JOE TORRE: Sure, but it didn't take a lot of talking because I wanted to play him. The
most important thing is I wanted to play him and if I didn't, I wouldn't have asked him,
so I just wanted to see how comfortable he was -- he is in his body and that is the only
thing we can go on. We have to let her fly. So hopefully it works out all right.
Q. The long layoff for Cone, was there any -- did you have any idea that you might use
him tonight as opposed to one more day of rest?
JOE TORRE: Yeah, no question, when Mel and I started fiddling with the rotation. The
reason he wasn't pitching tonight was because Game 5 is four days away; pitching Game 2,
he gets the extra day rest and he has always responded well to that. So that was the
reason. It was funny, he came to us yesterday, he says do you want to change it, because
at the time Cleveland was leading the series and we pretty much made the rotation. It
didn't matter who we were going to play, we were going to go that way.
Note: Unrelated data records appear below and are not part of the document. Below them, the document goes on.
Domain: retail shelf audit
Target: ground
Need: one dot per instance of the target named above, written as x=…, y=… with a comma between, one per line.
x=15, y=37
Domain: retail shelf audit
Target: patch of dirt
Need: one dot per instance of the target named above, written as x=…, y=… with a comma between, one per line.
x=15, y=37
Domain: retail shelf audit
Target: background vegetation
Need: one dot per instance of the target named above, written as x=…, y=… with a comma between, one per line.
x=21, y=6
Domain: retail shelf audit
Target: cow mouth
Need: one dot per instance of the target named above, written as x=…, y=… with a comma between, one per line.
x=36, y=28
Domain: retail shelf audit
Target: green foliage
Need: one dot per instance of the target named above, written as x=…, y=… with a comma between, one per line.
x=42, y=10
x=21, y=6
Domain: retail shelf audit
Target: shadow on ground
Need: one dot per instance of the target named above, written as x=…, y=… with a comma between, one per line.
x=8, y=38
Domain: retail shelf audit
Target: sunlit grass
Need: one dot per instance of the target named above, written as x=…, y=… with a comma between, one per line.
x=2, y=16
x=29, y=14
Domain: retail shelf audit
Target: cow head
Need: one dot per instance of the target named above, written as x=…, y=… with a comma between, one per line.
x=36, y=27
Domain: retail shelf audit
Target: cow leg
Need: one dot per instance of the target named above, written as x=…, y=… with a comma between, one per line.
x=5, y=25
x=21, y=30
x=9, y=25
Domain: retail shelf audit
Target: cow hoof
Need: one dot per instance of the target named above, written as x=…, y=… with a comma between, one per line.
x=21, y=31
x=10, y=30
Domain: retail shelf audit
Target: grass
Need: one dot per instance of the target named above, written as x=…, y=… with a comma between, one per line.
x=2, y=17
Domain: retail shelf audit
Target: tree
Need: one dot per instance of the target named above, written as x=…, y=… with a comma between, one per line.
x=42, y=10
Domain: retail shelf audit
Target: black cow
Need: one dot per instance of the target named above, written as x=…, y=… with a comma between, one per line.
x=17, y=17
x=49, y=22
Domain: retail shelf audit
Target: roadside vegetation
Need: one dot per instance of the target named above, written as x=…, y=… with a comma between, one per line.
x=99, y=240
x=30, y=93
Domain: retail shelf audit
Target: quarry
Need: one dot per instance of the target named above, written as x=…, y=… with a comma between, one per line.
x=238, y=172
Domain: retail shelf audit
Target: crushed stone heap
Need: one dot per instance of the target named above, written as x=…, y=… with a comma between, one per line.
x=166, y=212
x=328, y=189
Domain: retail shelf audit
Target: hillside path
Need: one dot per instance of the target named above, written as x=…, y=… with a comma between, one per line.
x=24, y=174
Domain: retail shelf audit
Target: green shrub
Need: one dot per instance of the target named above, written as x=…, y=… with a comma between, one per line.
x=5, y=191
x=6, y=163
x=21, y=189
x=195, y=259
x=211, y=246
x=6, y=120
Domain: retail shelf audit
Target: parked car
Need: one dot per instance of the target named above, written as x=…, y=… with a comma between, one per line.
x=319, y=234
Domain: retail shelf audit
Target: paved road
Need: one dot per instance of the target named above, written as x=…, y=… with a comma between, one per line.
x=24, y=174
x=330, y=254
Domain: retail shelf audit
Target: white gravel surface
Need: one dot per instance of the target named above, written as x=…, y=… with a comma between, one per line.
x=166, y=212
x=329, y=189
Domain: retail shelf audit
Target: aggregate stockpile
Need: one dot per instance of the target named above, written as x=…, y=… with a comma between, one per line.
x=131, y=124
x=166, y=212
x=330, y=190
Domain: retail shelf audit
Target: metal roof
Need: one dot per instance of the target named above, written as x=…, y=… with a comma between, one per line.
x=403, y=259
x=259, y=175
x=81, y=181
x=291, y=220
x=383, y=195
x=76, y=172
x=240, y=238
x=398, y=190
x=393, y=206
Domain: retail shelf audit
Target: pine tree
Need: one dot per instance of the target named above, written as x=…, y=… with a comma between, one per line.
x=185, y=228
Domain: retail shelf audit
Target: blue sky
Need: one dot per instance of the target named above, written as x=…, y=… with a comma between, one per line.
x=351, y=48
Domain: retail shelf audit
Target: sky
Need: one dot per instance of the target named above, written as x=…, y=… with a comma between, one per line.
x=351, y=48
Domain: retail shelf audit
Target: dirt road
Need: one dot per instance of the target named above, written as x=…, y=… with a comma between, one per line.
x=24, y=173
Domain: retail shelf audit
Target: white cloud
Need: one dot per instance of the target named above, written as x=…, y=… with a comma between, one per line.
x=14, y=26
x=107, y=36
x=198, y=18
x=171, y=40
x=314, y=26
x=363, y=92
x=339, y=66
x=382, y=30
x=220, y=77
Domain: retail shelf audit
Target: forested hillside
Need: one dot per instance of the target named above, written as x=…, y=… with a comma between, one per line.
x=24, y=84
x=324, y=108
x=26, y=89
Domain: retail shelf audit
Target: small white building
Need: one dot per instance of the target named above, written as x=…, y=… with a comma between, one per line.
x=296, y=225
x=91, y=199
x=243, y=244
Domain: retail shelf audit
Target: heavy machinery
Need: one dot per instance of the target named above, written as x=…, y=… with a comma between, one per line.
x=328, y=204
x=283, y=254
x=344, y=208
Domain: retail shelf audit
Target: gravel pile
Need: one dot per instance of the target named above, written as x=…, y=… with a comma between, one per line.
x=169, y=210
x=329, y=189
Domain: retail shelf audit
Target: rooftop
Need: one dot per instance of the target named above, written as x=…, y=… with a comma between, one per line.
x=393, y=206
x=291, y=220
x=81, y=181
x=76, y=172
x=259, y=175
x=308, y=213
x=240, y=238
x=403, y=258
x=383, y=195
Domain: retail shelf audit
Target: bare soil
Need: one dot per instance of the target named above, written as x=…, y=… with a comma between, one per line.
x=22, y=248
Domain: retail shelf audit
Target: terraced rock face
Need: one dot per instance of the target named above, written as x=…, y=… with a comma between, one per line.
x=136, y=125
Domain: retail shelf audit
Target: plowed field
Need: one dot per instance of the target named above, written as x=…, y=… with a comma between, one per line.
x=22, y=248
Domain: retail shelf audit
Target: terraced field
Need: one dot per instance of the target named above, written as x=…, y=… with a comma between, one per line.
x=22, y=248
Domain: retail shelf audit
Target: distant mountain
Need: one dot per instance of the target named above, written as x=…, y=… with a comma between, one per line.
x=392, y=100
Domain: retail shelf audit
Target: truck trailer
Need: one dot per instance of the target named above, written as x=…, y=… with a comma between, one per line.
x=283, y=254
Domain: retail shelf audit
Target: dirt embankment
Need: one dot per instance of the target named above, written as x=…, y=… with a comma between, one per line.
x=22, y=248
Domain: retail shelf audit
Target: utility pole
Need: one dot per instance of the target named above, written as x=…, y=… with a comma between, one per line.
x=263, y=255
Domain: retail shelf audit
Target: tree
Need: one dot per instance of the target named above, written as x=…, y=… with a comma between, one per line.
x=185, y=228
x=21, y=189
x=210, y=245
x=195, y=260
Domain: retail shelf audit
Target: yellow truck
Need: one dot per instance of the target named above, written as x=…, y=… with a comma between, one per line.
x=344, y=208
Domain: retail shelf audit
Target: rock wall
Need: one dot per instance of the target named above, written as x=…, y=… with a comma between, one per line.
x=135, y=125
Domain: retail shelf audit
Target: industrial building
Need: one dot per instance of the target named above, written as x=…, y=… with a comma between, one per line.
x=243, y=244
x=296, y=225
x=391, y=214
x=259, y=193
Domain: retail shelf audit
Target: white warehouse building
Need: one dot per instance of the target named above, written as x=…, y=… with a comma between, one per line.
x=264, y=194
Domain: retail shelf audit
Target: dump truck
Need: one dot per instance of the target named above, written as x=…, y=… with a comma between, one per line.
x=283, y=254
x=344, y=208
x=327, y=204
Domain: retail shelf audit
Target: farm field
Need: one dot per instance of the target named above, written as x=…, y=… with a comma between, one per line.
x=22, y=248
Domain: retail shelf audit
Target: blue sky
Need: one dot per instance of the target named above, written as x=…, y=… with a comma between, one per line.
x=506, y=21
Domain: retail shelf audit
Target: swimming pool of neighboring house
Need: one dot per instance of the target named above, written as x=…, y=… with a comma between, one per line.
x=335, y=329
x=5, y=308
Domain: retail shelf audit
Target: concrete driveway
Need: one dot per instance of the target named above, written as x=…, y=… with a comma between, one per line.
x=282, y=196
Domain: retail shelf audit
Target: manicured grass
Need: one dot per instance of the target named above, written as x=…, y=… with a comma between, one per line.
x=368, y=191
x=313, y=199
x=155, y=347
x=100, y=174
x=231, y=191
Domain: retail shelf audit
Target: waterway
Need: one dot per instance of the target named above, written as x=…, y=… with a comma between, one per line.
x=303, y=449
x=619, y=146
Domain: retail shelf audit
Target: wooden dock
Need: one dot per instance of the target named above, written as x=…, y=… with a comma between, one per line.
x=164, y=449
Q. What was your reasoning as far as Pettitte? Were you concerned at all about the wall
there? What does that do to pitchers?
JOE TORRE: As I said, we made the rotation before we knew we were playing Boston and we
decided to stay with it. I guess we wanted to just pitch Andy in Game 4. He hasn't pitched
very much in Boston, but the numbers are good, the few games he did pitch there. But we
decided that we wanted to -- first of all, David Cone didn't pitch in the first series,
wanted to pitch him twice; El Duque twice; then the way Roger pitched the other day, we
decided we wanted him to pitch twice. That is what made our decision for us.